# Defense Pen!



## Stick Rounder (May 22, 2009)

Hello,

One of my co-workers was online and found "defense pens" pens used to ward off would be attackers. He asked if I could make one for him...
This is a Closed End Barron in Stainless Steel. Let me know what you think.


----------



## wolftat (May 22, 2009)

I like it, can it be resharpened easily?


----------



## greeneyedblackcat (May 22, 2009)

Nice stuff


----------



## JohnU (May 22, 2009)

Looks good.  I probably would have drilled the center to put an ink shaft it it so it wouldnt be considered a weapon, but nice job.


----------



## PenTurnerfromMaine (May 22, 2009)

Ouch


----------



## MesquiteMan (May 23, 2009)

JohnU said:


> Looks good. I probably would have drilled the center to put an ink shaft it it so it wouldnt be considered a weapon, but nice job.


 
Not sure what you mean but he did say it was a closed end.  I would take that to mean that it is a functioning pen and that the point to see is the closed end part.  It does apear capped.


----------



## workinforwood (May 23, 2009)

It certainly is different.  You could do some damage throwing that baby at someone.  I wouldn't want to trip with it in my pocket either!


----------



## rej19 (May 23, 2009)

Probably wouldn't make it on the plane!
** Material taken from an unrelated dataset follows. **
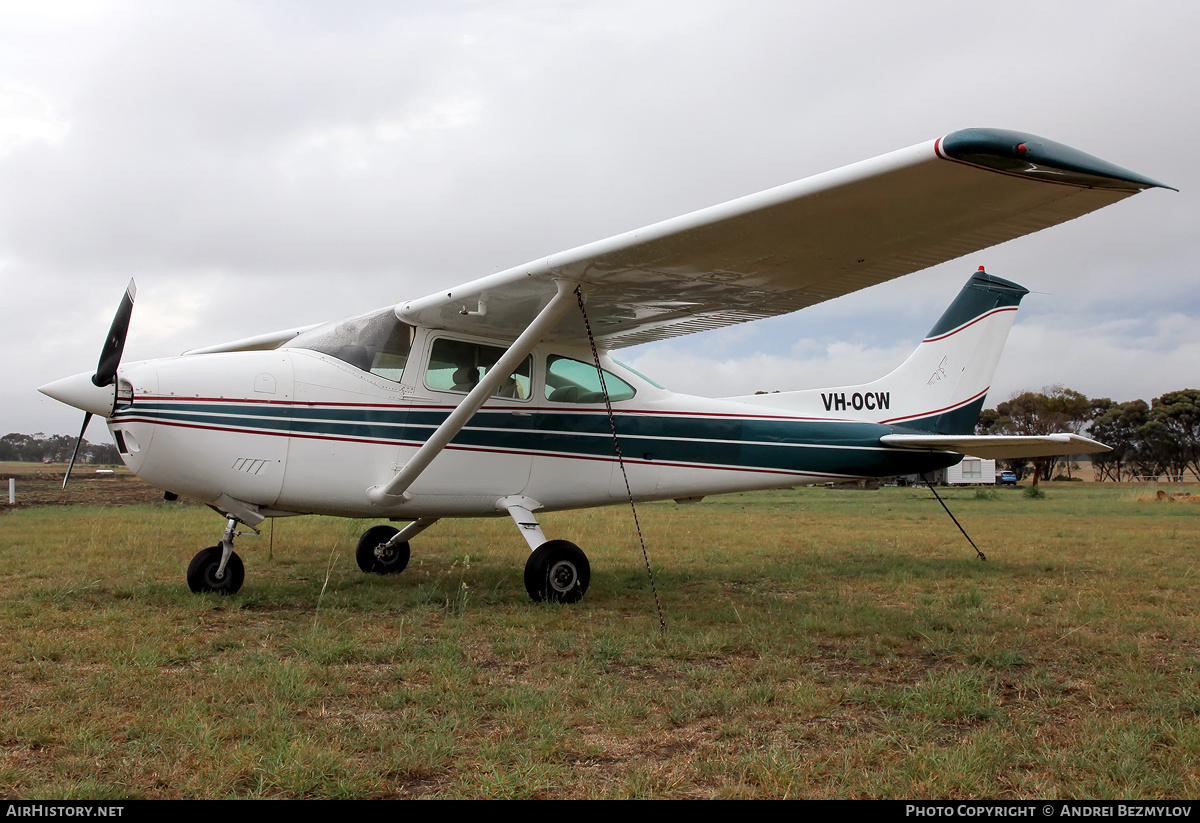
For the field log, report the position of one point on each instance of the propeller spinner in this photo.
(96, 394)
I sure would hate to have it confiscated at airport. Nice looking pen!


----------



## Stick Rounder (May 23, 2009)

JohnU said:


> Looks good. I probably would have drilled the center to put an ink shaft it it so it wouldnt be considered a weapon, but nice job.


 
It is a full functioning ink pen and I agree, they probably won't let it on any airplane.


----------



## jkeithrussell (May 23, 2009)

I guess I'm a little slow this morning.  How is that supposed to ward off an attacker?


----------



## jleiwig (May 23, 2009)

jkeithrussell said:


> I guess I'm a little slow this morning. How is that supposed to ward off an attacker?


 
stabbing them through the eye with it?  Or any other fleshy body part?


----------



## GaryMadore (May 23, 2009)

jleiwig said:


> stabbing them through the eye with it?  Or any other fleshy body part?



Ahyup: Same as a kubotan:






Neck, groin, armpits...

I like the pen idea: Much more elegant than a keychain...

Cheers!

Gary


----------



## JohnU (May 23, 2009)

Stick Rounder said:


> It is a full functioning ink pen and I agree, they probably won't let it on any airplane.
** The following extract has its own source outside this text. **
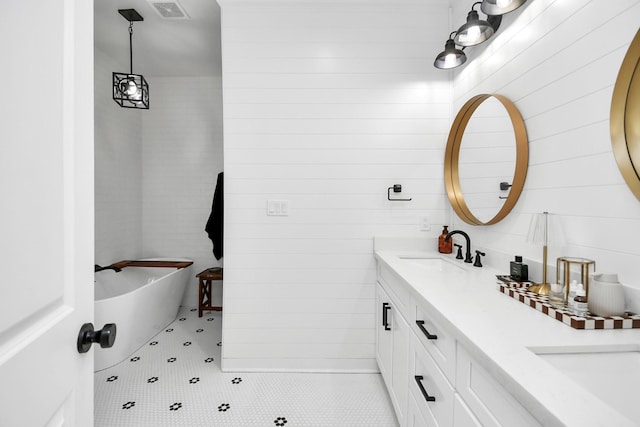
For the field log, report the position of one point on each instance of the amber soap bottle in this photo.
(443, 246)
 Sorry for the misunderstanding.  Well thought out, as long as your on the right/write end of it.


----------



## Fred (May 23, 2009)

A device such as this is not meant to be thrown as was spoken about above. Remember one thing about throwing a weapon, If it doesn't do the job it can then be picked up by the assailant and will be used against you who are now unarmed as you just gave them your weapon!

One of the easiest killing points - and I mean stone dead - is just above the ear along the temple. A hard jab with this to the temple and down they go folks. No problem!
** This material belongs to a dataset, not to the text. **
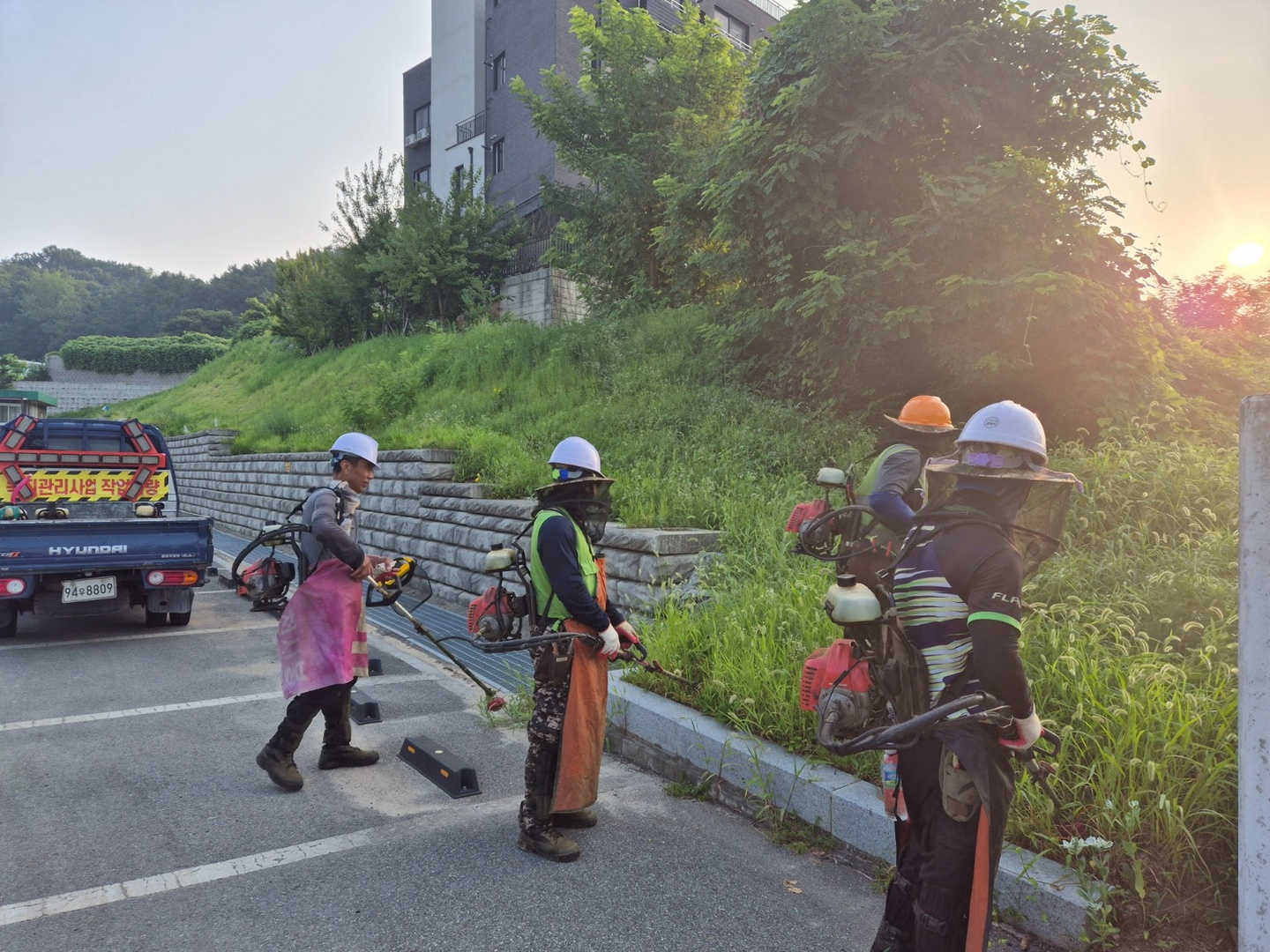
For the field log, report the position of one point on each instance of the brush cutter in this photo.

Of course some defensive training would be prudent to have prior to even believing that this or the kubotan can be used effectively right out of the box.

The biggest problem would exist in getting these devices in your hand in time to use it. "Er, wait a second Mr. Badperson, I have to retrieve my weapon ..."

*Be aware of your surroundings* and if anything - and I mean anything seems out of sorts - get out of the area ASAP and don't look back. It is definitely better to be a bit late that a lot dead or hurt!


----------



## bitshird (May 23, 2009)

jkeithrussell said:


> I guess I'm a little slow this morning.  How is that supposed to ward off an attacker?


I believe you could stab some attacker, I believe it would cause enough pain they might break off their attempt, But on the other hand "Never bring a pen to a gunfight"
It is a nice looking pen, I like it.


----------



## AceMrFixIt (May 23, 2009)

jkeithrussell said:


> I guess I'm a little slow this morning. How is that supposed to ward off an attacker?


 
Wouldn't want it sticking in my eye........or anywhere else for that matter....... Nice job.


----------



## woodtreker (Jun 2, 2009)

It is strange...  I got on the plane with a golf umbrella that was metal tipped with a carbon rod...  That baby could really do damage...  BUT they took away my wife's folding scissors that had a inch long blade...    And by the way almost ANY pen can be a formidable weapon if yielded correctly...  Even a Slimline...  Maybe we need start handling out self defense lessons with our pens????


----------



## cnirenberg (Jun 2, 2009)

Nice.  All you need to do is make the clip part a trigger which when pushed releases the pointed end at your appointed target with the help of some industrial springs launches at mach speed....That's cool.  You can do some serious pain with a good kubotan other than just poking, and the sort, and if it actually could write.... I would like to see one of those.


----------